Сашка принял у отпускника баулы, отнес их к рубке, откуда стал перетаскивать и передавать на пирс свои пожитки и продуктовые запасы, пока напарники споро меняли в транспортной сетке полные канистры с топливом на пустые.

— А где масло двухтактное? Скоро тайфуны начнутся, солнечные батареи не справятся, а без маслица генератор не запустишь! — старший из Александров обеспокоенно осмотрел груду добра, наваленного на пирсе. — И газ для котла нужен!

Дядя Саша или, точнее, Александр Владимирович Кузнецов — мужик основательный, хозяйственный и немного ворчливый, отработал в Морском заповеднике более двадцати лет и беспокоился он не напрасно. Японское море капризное. В октябре шторма могут на месяц, а то и более море непроходным для судоходства сделать. И как тут на острове выживать? Через плотную завесу туч солнце едва пробивается, в полдень книжку без дополнительного освещения не почитаешь! Куда уж тут солнечным панелям кордонное хозяйство электричеством обеспечить, а аккумуляторов хорошо если на три-четыре дня хватит, и то если ничего лишнего не включать. Хотя что тут лишнего? Рация, диспетчерский пульт с выводом данных с видеокамер и радара, лебедка для лодок, освещение, зарядка персональных уникомов, холодильник да кухонные приблуды, облегчающие быт, вот и все электроприборы. Ну это если, конечно, ремонтом не заниматься, а так еще и мастерская добавится. Можно, конечно, чайник на газе вскипятить, да и без микроволновки тоже обойтись не сложно, а вот без холодильника или хлебопечки совсем грустно становится! Так что без дизель-генератора никуда, да и триммер — травку вокруг кордона окосить — тоже масло кушает. И с газом та же история. Пара баллонов в запасе есть, для готовки, пожалуй, до нового года хватит, а вот отопительному котлу такого баллона и на неделю не хватит! Нет, осень на юге Приморья теплая, первые заморозки не раньше конца ноября ожидаются, а вот сырость! Сырость такая, что если помещение не сушить, то даже камни плесенью как шубой обрастают!

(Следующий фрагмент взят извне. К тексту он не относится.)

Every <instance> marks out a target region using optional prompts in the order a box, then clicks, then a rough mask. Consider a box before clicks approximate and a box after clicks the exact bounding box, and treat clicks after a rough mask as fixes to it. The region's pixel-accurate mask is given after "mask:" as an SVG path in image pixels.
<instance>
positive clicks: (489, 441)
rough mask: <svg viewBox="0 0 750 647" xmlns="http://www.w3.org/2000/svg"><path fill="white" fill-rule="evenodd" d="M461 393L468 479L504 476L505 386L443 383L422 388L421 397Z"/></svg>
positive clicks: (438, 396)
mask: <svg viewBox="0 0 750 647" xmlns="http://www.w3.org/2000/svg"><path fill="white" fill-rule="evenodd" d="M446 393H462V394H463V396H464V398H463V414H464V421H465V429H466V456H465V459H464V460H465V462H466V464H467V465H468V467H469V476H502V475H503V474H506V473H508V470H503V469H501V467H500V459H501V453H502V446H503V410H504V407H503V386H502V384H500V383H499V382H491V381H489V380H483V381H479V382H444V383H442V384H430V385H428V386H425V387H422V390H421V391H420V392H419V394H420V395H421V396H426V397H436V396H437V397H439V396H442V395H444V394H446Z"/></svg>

— Да здесь твое барахло, дядь Саша. Не ворчи! Вон во второй сетке под брезентом укрыто. Там и масло, и шесть баллонов газа, и ремкомплект для лодочного мотора, и расходники, и прочая хрень, — откликнулся Борисыч. — Давайте освобождайте пирс и добро пожаловать на борт, примешь по описи, автографы в накладных оставишь, и я тебе в один присест все твое драгоценное имущество на берег переправлю и еще персональную посылочку от Петровича вручу.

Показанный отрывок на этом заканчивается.